I’m sure John is nodding approvingly.

Finding Liverpool

Michelle Rusk

There are always British voices coming out of our television on Saturday and Sunday mornings.

Since Greg and I got together, he introduced me to Premier League coverage on television. But it wasn’t my first introduction to soccer in the United Kingdom; that came from John Peters, the man I called my “UK Dad.”

While I’m not much of a tv watcher, Greg will attest that when I leave to run on weekend mornings, I flip on the tv to whatever soccer game is being played and I go about my morning with it in the background.

However, at the end of last season, I decided I really need to follow a team. While Greg would tell me all about what was going in the standings, quite honestly, I didn’t really know what was going on. I wasn’t following any one team and it was as if I were floating above the fields, er, pitches, just kind of taking a look occasionally. I knew that if I adopted a team, I’d be far more interested.

Without having a clue of which team to pick, I turned to Wendy– my UK Sister and one of John’s daughters– and asked her which team her dad favored.

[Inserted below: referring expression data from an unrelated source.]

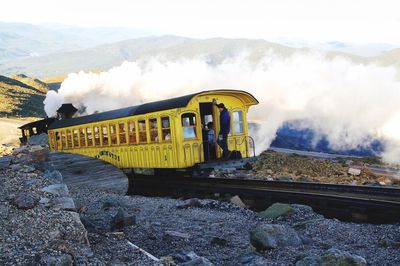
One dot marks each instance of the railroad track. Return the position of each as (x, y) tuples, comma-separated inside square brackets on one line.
[(351, 203)]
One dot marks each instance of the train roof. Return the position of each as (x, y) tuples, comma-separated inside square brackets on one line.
[(172, 103)]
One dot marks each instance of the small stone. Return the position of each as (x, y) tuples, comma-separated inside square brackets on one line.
[(309, 261), (189, 259), (27, 169), (122, 219), (44, 201), (354, 171), (26, 200), (190, 203), (269, 236), (53, 175), (237, 201), (337, 257), (56, 260), (57, 190), (177, 234), (276, 210), (219, 241)]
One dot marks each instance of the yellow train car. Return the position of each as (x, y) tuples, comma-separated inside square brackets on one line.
[(163, 134)]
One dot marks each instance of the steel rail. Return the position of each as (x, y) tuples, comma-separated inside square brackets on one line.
[(376, 201)]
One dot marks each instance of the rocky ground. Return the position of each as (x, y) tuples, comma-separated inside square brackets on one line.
[(46, 223), (273, 165)]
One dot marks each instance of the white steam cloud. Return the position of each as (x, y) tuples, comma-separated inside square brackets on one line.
[(348, 103)]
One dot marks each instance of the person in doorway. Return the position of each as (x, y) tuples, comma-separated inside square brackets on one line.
[(211, 140), (225, 128)]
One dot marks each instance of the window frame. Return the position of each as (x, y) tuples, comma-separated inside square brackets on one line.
[(96, 136), (242, 123), (125, 127), (145, 130), (165, 128), (135, 132), (75, 138), (152, 130), (194, 126), (82, 139), (113, 136)]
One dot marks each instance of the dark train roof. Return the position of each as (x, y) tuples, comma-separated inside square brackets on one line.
[(124, 112), (173, 103), (40, 123), (67, 108)]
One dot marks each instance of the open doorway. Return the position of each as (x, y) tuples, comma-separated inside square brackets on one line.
[(208, 131)]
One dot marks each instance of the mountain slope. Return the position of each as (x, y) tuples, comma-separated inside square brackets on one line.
[(106, 56), (29, 40), (20, 99)]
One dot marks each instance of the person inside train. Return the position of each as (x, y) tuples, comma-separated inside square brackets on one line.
[(224, 129), (211, 141)]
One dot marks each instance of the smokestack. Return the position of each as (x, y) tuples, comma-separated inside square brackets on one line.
[(66, 111)]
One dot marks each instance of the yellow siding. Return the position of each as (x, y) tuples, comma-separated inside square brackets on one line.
[(176, 153)]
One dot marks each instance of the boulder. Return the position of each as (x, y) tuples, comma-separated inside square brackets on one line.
[(64, 203), (276, 210), (39, 153), (41, 139), (354, 171), (309, 261), (122, 219), (237, 201), (53, 175), (175, 234), (218, 241), (333, 257), (190, 203), (26, 200), (253, 258), (57, 190), (27, 169), (269, 236), (183, 258), (56, 260)]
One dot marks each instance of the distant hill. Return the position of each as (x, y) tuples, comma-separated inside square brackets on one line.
[(104, 57), (289, 137), (23, 40), (22, 96)]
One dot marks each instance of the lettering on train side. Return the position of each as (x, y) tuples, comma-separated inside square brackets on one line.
[(108, 154)]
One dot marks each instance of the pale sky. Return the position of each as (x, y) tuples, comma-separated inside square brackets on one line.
[(354, 21)]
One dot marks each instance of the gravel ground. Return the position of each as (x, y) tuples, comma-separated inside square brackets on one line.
[(219, 231), (37, 232)]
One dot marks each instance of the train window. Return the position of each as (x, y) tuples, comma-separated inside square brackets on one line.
[(75, 138), (153, 130), (82, 137), (113, 134), (122, 133), (166, 129), (57, 142), (51, 139), (96, 136), (132, 132), (89, 136), (105, 134), (189, 126), (69, 139), (142, 131), (238, 127), (63, 140)]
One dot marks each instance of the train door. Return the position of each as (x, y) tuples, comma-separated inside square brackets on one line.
[(208, 123)]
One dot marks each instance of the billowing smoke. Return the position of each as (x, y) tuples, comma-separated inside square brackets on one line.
[(350, 104)]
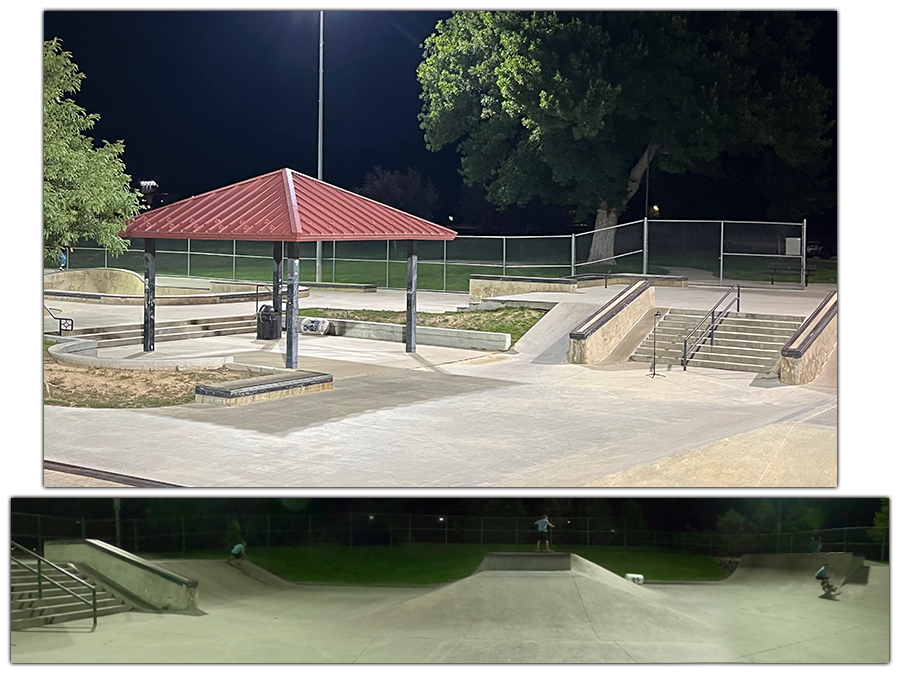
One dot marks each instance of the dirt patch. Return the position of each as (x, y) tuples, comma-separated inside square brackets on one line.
[(89, 387)]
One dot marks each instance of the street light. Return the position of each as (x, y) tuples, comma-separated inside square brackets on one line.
[(321, 76)]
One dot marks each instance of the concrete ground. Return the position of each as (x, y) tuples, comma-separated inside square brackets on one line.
[(455, 418), (585, 615)]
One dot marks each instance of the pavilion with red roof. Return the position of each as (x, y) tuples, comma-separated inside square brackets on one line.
[(283, 207)]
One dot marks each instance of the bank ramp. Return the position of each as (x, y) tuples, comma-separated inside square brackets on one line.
[(788, 569), (542, 597), (221, 581)]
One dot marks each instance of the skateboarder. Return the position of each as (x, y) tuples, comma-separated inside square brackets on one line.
[(822, 576), (543, 535), (239, 551)]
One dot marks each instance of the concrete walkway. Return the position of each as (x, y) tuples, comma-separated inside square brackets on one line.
[(585, 615), (453, 418)]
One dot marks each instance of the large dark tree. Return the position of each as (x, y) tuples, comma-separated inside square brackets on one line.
[(87, 194), (573, 106)]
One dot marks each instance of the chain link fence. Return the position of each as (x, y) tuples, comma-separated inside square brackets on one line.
[(718, 251), (187, 533)]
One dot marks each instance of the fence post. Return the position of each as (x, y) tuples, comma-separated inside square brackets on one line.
[(803, 256), (646, 235), (573, 254), (721, 251), (504, 255)]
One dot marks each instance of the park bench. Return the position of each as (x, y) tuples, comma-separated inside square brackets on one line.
[(791, 269), (260, 388)]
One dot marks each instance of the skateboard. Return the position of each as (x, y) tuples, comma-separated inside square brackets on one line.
[(830, 590)]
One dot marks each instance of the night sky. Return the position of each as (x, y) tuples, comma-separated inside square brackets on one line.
[(670, 514), (203, 99)]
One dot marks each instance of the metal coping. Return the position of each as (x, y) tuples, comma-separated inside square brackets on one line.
[(613, 307), (107, 476), (254, 386)]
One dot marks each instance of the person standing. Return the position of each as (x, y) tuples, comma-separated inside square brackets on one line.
[(238, 551), (543, 533)]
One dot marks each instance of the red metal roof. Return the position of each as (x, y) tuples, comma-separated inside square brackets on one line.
[(282, 206)]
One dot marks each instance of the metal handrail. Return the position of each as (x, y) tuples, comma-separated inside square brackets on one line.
[(41, 559), (713, 321), (65, 324)]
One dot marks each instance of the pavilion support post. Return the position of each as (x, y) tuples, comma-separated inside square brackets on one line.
[(412, 267), (292, 304), (149, 333), (277, 273)]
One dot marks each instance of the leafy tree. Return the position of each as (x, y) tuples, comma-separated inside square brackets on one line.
[(733, 523), (801, 517), (406, 191), (87, 194), (573, 106), (765, 517)]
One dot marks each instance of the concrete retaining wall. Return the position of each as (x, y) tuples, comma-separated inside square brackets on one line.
[(526, 561), (438, 337), (482, 288), (102, 280), (598, 335), (161, 589), (806, 353)]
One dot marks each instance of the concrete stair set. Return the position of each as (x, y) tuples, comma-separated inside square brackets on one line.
[(742, 341), (27, 610), (168, 331)]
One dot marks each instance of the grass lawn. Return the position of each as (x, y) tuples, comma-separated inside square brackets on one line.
[(423, 564), (513, 320)]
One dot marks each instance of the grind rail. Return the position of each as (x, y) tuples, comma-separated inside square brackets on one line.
[(714, 319)]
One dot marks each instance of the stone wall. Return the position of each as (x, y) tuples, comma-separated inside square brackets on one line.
[(598, 345)]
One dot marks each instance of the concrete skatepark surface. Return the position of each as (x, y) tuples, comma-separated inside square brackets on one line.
[(450, 418), (768, 611)]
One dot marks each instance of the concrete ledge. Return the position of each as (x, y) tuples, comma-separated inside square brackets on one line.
[(159, 588), (238, 392), (438, 337), (486, 286), (806, 353), (84, 353), (535, 560), (483, 286), (162, 300), (597, 336)]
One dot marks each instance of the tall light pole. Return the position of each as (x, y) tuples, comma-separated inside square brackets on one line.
[(321, 75)]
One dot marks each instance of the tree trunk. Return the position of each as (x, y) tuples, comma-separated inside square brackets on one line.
[(604, 242)]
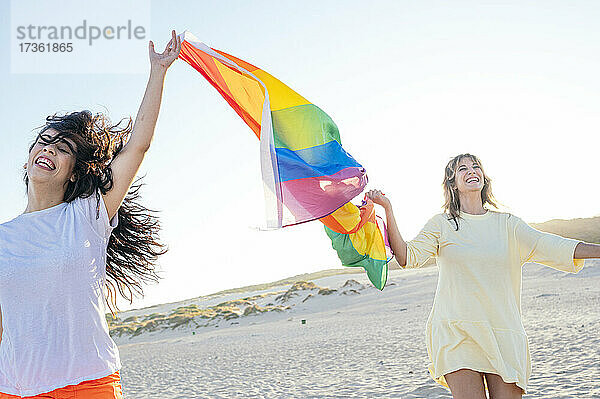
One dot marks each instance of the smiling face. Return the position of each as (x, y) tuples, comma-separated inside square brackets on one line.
[(51, 161), (469, 176)]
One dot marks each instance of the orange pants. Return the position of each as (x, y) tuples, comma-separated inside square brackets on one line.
[(102, 388)]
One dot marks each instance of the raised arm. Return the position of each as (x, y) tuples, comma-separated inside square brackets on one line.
[(127, 162), (584, 250)]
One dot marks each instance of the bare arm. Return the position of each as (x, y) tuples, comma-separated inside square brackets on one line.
[(583, 250), (397, 243), (127, 162)]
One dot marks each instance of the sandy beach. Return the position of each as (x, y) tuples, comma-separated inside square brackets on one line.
[(356, 342)]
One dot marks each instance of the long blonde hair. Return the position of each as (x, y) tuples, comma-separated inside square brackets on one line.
[(452, 201)]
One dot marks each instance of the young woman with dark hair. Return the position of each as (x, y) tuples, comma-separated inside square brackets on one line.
[(475, 337), (81, 238)]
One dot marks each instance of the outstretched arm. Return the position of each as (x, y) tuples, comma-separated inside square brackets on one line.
[(397, 243), (127, 162), (584, 250)]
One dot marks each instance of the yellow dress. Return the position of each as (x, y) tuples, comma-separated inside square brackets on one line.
[(475, 322)]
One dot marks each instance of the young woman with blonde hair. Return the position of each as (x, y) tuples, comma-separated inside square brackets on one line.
[(475, 337)]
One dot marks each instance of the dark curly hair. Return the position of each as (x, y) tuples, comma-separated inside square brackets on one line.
[(133, 247)]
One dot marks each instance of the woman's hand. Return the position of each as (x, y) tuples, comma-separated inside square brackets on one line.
[(161, 62), (379, 198)]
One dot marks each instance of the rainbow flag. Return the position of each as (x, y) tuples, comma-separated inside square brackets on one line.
[(306, 173), (360, 238)]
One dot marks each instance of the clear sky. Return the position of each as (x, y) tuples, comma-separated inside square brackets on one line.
[(409, 84)]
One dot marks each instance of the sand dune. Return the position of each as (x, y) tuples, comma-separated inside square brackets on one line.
[(356, 342)]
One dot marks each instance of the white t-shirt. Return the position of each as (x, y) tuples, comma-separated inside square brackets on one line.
[(52, 281)]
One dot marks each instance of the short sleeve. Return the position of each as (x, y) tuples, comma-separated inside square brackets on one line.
[(545, 248), (94, 210), (424, 245)]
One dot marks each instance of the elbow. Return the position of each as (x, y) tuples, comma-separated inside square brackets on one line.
[(401, 260)]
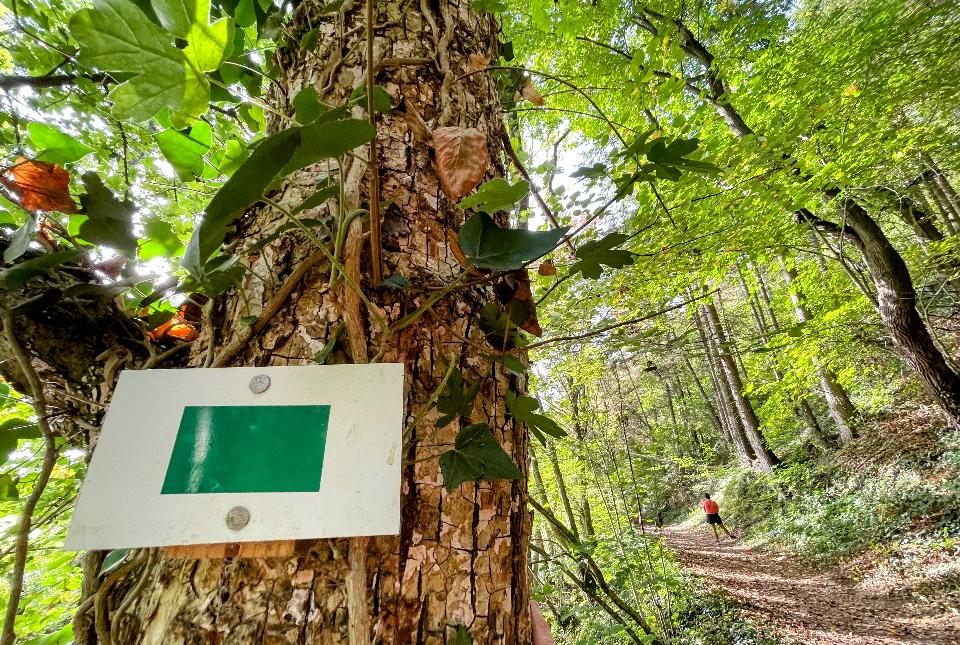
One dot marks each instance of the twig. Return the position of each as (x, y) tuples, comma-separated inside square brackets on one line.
[(374, 164), (49, 461)]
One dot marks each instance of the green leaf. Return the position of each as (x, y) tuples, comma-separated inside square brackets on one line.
[(496, 195), (244, 187), (115, 35), (8, 489), (8, 443), (318, 198), (160, 241), (63, 636), (19, 274), (55, 146), (325, 140), (476, 456), (20, 241), (185, 152), (113, 560), (488, 246), (455, 401), (108, 218), (593, 255), (522, 408), (20, 429)]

John died just about a month after my mom in 2014 and I thought I could carry a torch of sorts and follow his team. I also knew that would make him happy.

Liverpool, she said.

So Liverpool it was although I wasn’t sure why I didn’t know this before. What I did know was that as child I knew that the Beatles were from Liverpool and it always sounded like a dark, depressing place. I’ve been near Liverpool traveling through Wales but I’ve never been there (next visit, Wendy, I guess I know where we are road tripping to!).

John’s mission each time I went to the UK was to show me Wales because he thought Americans only see London and he wanted me to have a sense of what else his country offered. I have written before about his influence on my life and the photo here– of him and Jean in their car with a surfboard running across the middle so that I could surf on my last visit before he died– also indicates how he showed me another part of Wales, this time through a beach and my love of surfing.

Recently, I found a letter that one of my mom’s best friends wrote me after first book about my sister’s suicide was published. In it, Mrs. Ortyn said that after her mother died she realized how her love for her mother could grow, even after death.

I know well the pain of losing someone, but I have also learned that if we are open to it, our relationship with that person doesn’t end in the loss. It changes, it grows.

And maybe even brings a Premier League Championship with it.